Esclaves que rien ne rebute,
Vous qui, pour arriver au comble des honneurs,
Aux caprices des grands êtes toujours en butte ;
Vous de tous leurs défauts lâches adorateurs,
Savez-vous le succès de tant de sacrifices ?
Quand par les grands emplois on aura satisfait
À vos soins, à vos longs services,
Hélas ! pour vous qu’aura-t-on fait
Que vous ouvrir des précipices ?


III.

Est-ce vivre ? et peut-on, sans que l’esprit murmure,
Se donner tout entière aux soins de sa parure ?
Se peut-il qu’on arrive à cet instant fatal
Qui termine les jours que le destin nous prête,
Sans avoir jamais eu d’autres soucis en tête
Que de ce qui sied bien ou mal ?
Faire de sa beauté sa principale affaire
Est le plus indigne des soins.
Le dessein général de plaire
Fait que nous plaisons beaucoup moins.

IV.

Lorsque la mort moissonne à la fleur de son âge
L’homme pleinement convaincu
Que la faiblesse est son partage,
Et qui contre ses sens a mille fois vaincu,
On ne doit point gémir du coup qui le délivre.
Quelque jeune qu’on soit, quand on a su bien vivre,
On a toujours assez vécu.


V.

Que les ridicules efforts
Qu’on fait pour cacher la vieillesse
Sous l’éclat d’un jeune dehors
Marquent dans un esprit d’erreur et de faiblesse !
Pourquoi faut-il rougir d’avoir vécu long-temps ?
Si nos discours, si nos ajustemens,
Si nos plaisirs conviennent à notre âge,
Nous ne blesserons point les yeux.
Les mesures qu’on prend pour paraître moins vieux
Font qu’on le paraît davantage.

VI.

Non, de quelques côtés qu’on porte ses désirs,
On ne saurait goûter de plaisirs véritables ;
Mais tout faux que sont les plaisirs,
Encore s’ils étaient durables !
On plaindrait un peu moins ces cœurs infortunés
Qui, par leur penchant entraînés,
Sont en quelque sorte excusables.
Quel bonheur quand du ciel les aspects favorables
Font qu’il n’en coûte rien pour être vertueux !

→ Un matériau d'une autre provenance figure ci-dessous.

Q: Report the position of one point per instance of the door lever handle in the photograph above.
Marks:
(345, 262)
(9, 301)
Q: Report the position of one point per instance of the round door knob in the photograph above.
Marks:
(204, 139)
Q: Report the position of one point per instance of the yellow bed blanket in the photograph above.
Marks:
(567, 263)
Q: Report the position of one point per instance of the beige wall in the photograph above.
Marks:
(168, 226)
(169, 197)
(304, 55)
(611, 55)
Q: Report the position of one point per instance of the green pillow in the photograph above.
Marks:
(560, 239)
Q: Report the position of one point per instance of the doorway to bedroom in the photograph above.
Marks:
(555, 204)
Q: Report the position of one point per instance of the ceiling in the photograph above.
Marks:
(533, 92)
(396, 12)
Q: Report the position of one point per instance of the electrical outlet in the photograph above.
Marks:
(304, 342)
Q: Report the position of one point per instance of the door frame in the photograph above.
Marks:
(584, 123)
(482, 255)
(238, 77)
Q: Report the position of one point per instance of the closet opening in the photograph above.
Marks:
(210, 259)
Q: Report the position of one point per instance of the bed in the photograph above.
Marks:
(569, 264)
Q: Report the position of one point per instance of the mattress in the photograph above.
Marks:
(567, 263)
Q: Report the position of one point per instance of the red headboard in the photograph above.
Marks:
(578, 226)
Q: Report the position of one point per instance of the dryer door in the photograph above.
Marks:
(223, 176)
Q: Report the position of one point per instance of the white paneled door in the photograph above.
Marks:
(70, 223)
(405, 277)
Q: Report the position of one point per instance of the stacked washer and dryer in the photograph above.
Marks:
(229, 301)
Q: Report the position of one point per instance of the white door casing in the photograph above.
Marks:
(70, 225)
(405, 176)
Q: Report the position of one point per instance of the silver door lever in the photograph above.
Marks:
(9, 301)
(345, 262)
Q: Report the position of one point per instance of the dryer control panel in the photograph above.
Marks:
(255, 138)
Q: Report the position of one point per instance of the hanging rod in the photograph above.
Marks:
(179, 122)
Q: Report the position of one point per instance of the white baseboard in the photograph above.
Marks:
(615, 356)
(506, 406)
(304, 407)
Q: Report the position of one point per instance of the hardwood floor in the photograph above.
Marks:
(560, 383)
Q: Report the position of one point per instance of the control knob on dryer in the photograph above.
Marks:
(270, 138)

Et qu’il faut de raison, de force,
Quand on est né voluptueux.
Pour faire avec les sens un éternel divorce !

VII.

De quel aveuglement sont frappés les humains !
Contre les malheurs incertains,
Tels que la perte d’une femme,
D’un enfant, d’un ami, des trétors, des grandeurs,
On croit faire beaucoup de préparer son âme,
Et l’on n’aura peut-être aucun de ces malheurs.
Mais sans doute on mourra. Cent et cent précipices
Sont ouverts sous nos pas pour nous faire périr :
Cependant au milieu des vices
Nous mourons sans songer que nous devons mourir.